Sarah was so beautiful that when she and Abraham fled to Egypt during a famine, her beauty caused Abraham to fear for their safety. Concerned that Pharaoh would kill him and take Sarah for himself, Abraham pretended that he and Sarah were siblings. Pharaoh did take Sarah, but he spared Abraham and gave him many gifts in return. God then punished Pharaoh, allowing Sarah and Abraham to escape Egypt together.
Although she was beautiful, Sarah was infertile for the majority of her life and could not bear Abraham’s child. Thus, as was the custom, she gave her handmaiden, Hagar, to Abraham so that he could continue his lineage. Hagar then gave birth to Abraham’s first son, Ishmael. After the birth, Sarah’s relationship with Hagar was strained. Hagar no longer respected Sarah, and Sarah became jealous. Finally, Sarah asked Abraham to banish Hagar and her son. According to Jewish tradition, Sarah had more prophetic insight than Abraham, and so Abraham deferred to her wishes.
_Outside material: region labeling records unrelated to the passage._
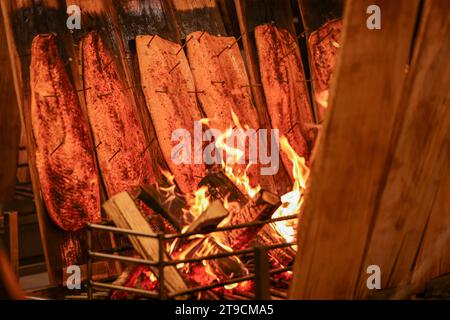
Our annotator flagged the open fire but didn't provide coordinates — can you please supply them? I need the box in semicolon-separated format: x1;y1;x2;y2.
93;118;309;299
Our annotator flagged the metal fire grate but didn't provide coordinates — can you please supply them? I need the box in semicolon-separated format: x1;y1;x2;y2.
87;215;298;300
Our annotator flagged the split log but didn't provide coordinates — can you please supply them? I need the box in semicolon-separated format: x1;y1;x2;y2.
103;192;187;293
132;185;186;231
227;190;281;250
186;200;229;232
255;225;296;268
199;170;249;207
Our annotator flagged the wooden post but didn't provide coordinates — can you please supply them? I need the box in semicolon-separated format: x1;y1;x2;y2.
290;0;419;299
4;212;19;277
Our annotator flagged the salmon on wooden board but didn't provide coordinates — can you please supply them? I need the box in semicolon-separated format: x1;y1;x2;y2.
136;36;206;195
187;31;270;189
82;33;155;197
255;25;314;178
309;20;342;120
30;34;101;231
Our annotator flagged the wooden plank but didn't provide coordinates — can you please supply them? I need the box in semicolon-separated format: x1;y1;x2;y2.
356;0;450;298
167;0;226;38
1;0;81;284
290;0;419;299
298;0;346;123
0;15;20;204
103;192;187;293
298;0;346;36
4;211;19;277
235;0;295;195
66;0;180;191
1;0;116;285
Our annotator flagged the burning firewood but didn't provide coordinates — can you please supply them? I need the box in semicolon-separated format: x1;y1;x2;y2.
227;190;281;250
186;200;229;232
132;185;186;231
103;192;187;293
30;34;101;231
199;170;249;207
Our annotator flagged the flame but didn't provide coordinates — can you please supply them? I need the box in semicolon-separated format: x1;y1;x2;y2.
189;186;210;219
215;109;261;198
272;136;309;242
316;90;329;108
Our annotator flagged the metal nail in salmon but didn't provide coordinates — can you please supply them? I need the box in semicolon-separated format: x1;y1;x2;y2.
136;36;206;194
30;34;101;231
82;32;154;197
255;25;314;177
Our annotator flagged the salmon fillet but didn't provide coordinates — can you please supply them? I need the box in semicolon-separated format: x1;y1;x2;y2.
255;25;314;178
187;31;259;131
309;20;342;120
136;36;205;194
30;34;101;231
82;33;155;197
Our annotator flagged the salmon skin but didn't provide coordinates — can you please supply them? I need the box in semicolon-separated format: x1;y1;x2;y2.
187;31;259;131
82;32;155;197
30;34;101;231
255;25;314;178
136;36;206;195
309;20;342;120
186;32;264;190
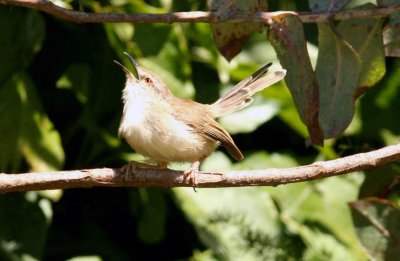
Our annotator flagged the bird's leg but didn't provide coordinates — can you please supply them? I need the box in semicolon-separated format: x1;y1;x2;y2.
183;159;203;191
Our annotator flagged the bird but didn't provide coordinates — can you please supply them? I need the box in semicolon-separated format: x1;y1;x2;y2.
114;52;286;187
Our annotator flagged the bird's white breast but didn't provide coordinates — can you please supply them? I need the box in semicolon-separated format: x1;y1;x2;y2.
119;86;218;162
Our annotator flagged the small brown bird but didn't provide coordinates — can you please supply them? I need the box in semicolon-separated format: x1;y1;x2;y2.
115;52;286;186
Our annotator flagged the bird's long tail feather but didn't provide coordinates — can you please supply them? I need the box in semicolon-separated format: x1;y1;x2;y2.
211;63;286;117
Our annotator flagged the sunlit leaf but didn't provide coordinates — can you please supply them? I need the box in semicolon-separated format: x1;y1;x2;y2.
349;198;400;260
0;192;49;260
268;15;324;145
208;0;268;61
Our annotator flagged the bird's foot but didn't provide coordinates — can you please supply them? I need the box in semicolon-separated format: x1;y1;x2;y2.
183;161;200;192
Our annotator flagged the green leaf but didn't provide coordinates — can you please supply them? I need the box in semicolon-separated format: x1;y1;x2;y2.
315;23;362;139
359;163;400;198
268;15;324;145
131;189;167;244
337;10;386;88
0;77;22;173
0;5;45;83
349;198;400;260
308;0;350;12
56;63;92;103
377;0;400;57
0;73;64;171
0;192;48;260
208;0;268;61
267;174;363;260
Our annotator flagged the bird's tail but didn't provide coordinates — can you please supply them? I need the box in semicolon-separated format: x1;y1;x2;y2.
211;63;286;117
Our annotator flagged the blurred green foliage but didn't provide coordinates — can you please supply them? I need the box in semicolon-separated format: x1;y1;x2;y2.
0;0;400;260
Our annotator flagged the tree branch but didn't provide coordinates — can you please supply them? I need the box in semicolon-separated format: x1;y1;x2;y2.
0;143;400;194
0;0;400;24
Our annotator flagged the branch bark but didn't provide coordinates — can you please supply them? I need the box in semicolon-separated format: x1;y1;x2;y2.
0;143;400;194
0;0;400;24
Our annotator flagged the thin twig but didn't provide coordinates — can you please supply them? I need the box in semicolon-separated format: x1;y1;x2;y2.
0;143;400;194
0;0;400;24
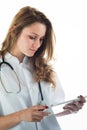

When Sarah was ninety years old, God told Abraham that she would finally bear his child, causing Abraham to laugh. God insisted, and when Sarah overheard, she laughed as well. But Sarah felt ashamed for doubting God and affirmed her faith. One year later, she gave birth to Isaac, whose line would become the twelve tribes of Israel.
Nearly forty years later, Sarah died in Hebron, at the age of 127. According to some writings, Sarah’s death was related to Abraham’s near sacrifice of Isaac. In one story Satan told Sarah that Abraham had killed Isaac. When she discovered that Isaac had actually survived, she died of joy.
- Sarah is buried with her husband, Abraham, in the Cave of the Patriarchs in Hebron. Their son Isaac and his wife, their grandson Jacob, and his first wife, Leah, are buried there as well.
- The only one of Judaism’s patriarchs and matriarchs not buried in Hebron is Jacob’s second wife, Rachel, who is buried in Bethlehem.